Non sono una sostenitrice entusiasta delle teorie di Latouche. Almeno, non per quella parte che riguarda i «cosiddetti» Paesi emergenti o in via di sviluppo. L’idea che l’unica possibilità per gli africani sia quella di «uscire dallo sviluppo» mi pare un po’ troppo utopica e, forse, snob. Dimentica, quantomeno, che il continente africano continua ad avere bisogno di cibo, acqua, scuole, salute, strade. Solo, non ha bisogno di nuovo colonialismo e di nuovi colonialisti. Se però guardiamo al nostro mondo, ricco e ormai disgustato dal ben-avere, allora l’idea della decrescita felice (o della «a-crescita», come meglio si dovrebbe dire per essere fedeli all’autore) acquista una sua verità e un suo senso. Pensare a una vita nella quale ciò che conta non è il consumo ma l’esperienza, la relazione, il contatto, il senso profondo delle cose, l’accontentarsi di poco, ci conquista.

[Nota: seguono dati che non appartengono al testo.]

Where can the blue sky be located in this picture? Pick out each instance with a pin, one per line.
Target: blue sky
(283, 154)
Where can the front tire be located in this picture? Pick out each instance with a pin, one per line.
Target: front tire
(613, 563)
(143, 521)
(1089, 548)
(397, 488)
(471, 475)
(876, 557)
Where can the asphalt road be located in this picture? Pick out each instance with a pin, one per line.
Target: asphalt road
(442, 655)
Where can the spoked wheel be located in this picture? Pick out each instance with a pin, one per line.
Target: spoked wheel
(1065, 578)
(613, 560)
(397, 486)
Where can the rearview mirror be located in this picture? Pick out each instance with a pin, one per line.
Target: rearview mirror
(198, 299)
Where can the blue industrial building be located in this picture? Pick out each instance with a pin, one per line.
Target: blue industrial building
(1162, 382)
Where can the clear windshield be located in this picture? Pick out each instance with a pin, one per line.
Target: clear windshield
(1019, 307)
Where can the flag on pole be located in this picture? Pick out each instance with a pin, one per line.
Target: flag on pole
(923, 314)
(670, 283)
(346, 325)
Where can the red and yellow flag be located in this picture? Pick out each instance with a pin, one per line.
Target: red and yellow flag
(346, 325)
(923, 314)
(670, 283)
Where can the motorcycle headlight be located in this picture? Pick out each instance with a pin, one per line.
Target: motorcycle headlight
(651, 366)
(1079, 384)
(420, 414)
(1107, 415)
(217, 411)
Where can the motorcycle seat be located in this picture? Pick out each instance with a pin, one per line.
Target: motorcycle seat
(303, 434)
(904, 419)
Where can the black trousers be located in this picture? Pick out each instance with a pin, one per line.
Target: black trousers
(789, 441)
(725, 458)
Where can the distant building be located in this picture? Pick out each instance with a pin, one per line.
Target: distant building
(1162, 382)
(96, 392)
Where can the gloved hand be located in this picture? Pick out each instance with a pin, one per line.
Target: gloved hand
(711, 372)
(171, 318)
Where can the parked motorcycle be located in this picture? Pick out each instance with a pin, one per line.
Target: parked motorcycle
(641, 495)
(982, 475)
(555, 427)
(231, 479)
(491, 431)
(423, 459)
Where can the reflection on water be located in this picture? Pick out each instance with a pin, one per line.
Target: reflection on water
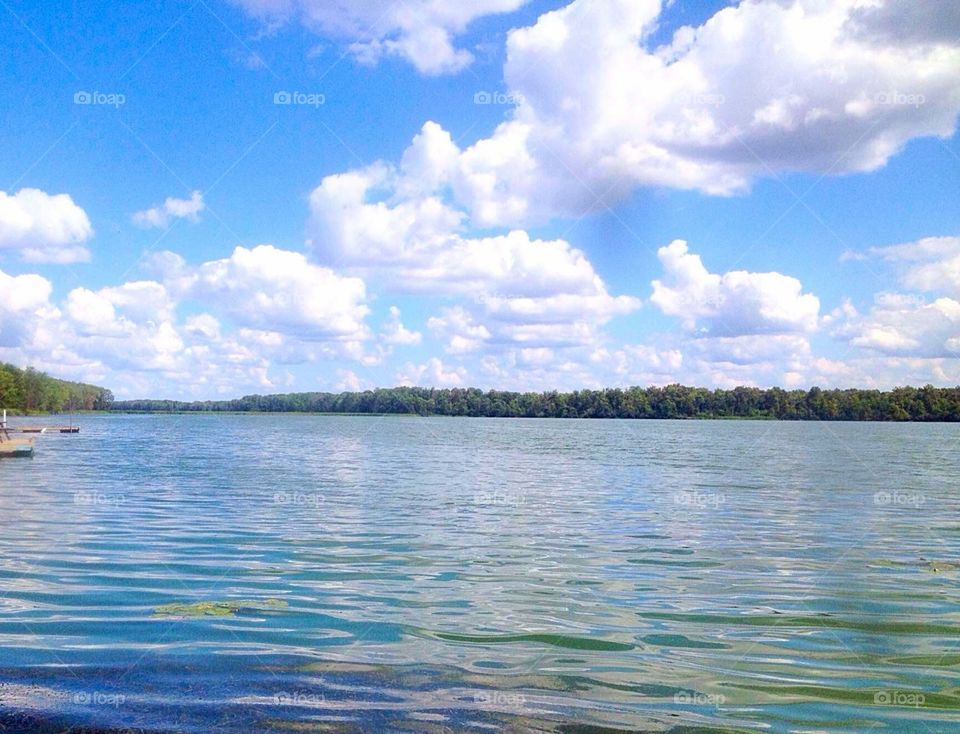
(295, 573)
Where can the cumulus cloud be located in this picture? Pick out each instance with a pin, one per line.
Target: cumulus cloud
(419, 31)
(44, 228)
(929, 264)
(395, 333)
(161, 215)
(277, 290)
(395, 225)
(736, 303)
(902, 325)
(433, 373)
(761, 88)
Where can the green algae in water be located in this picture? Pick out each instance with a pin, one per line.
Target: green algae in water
(217, 608)
(570, 642)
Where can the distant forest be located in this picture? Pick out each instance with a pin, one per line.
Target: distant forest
(675, 401)
(32, 391)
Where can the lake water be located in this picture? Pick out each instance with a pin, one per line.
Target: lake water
(364, 574)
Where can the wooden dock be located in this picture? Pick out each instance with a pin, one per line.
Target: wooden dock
(14, 448)
(43, 429)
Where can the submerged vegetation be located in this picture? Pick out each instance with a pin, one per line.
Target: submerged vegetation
(31, 391)
(674, 401)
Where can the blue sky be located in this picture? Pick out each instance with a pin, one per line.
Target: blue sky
(711, 193)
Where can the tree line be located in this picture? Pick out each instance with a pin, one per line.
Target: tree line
(674, 401)
(27, 390)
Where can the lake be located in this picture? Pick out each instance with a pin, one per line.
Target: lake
(366, 574)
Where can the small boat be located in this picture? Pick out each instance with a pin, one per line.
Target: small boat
(11, 448)
(15, 449)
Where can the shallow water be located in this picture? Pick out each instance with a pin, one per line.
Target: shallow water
(302, 573)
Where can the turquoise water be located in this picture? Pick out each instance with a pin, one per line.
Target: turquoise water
(363, 574)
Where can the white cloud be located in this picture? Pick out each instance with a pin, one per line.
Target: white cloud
(733, 304)
(278, 290)
(930, 264)
(162, 214)
(761, 88)
(459, 330)
(433, 373)
(394, 226)
(420, 31)
(902, 325)
(396, 334)
(44, 228)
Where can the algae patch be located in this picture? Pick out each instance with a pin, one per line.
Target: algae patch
(227, 608)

A tutti noi (o a molti di noi) sarà capitato di volare low cost. Esperienza in sé non eccezionale, dentro le norme della decenza e certo non in grado di stimolare acute riflessioni sulla condizione umana. Ma con qualche aspetto interessante. Un’assistenza ridotta al minimo, che pensa a un passeggero capace di districarsi da solo tra check in online, misure e peso delle valige da far corrispondere agli standard per evitare il sovrapprezzo, in grado di agguantare il più rapidamente possibile il proprio posto (scomodo) sull’aereo. Tutto il contrario del comfort ovattato che ci viene fatto invidiare dalle compagnie più blasonate, ma non così male. Non fosse per il bombardamento cui si è sottoposti una volta che si è riusciti ad accomodarsi e si pensa a qualche tempo tra sé e sé. Poiché si è loro «ostaggio» per la durata del volo (per fortuna mai molto lungo) è tutta un’offerta: di panini, tè, cappuccini, profumi, giocattoli, gadget. Biglietti della lotteria, in offerta solo per questa settimana, con i quali si contribuisce al lavoro di associazioni di beneficienza, calendari sui quali si potranno ammirare le hostess che ora ci servono con qualche velo in meno…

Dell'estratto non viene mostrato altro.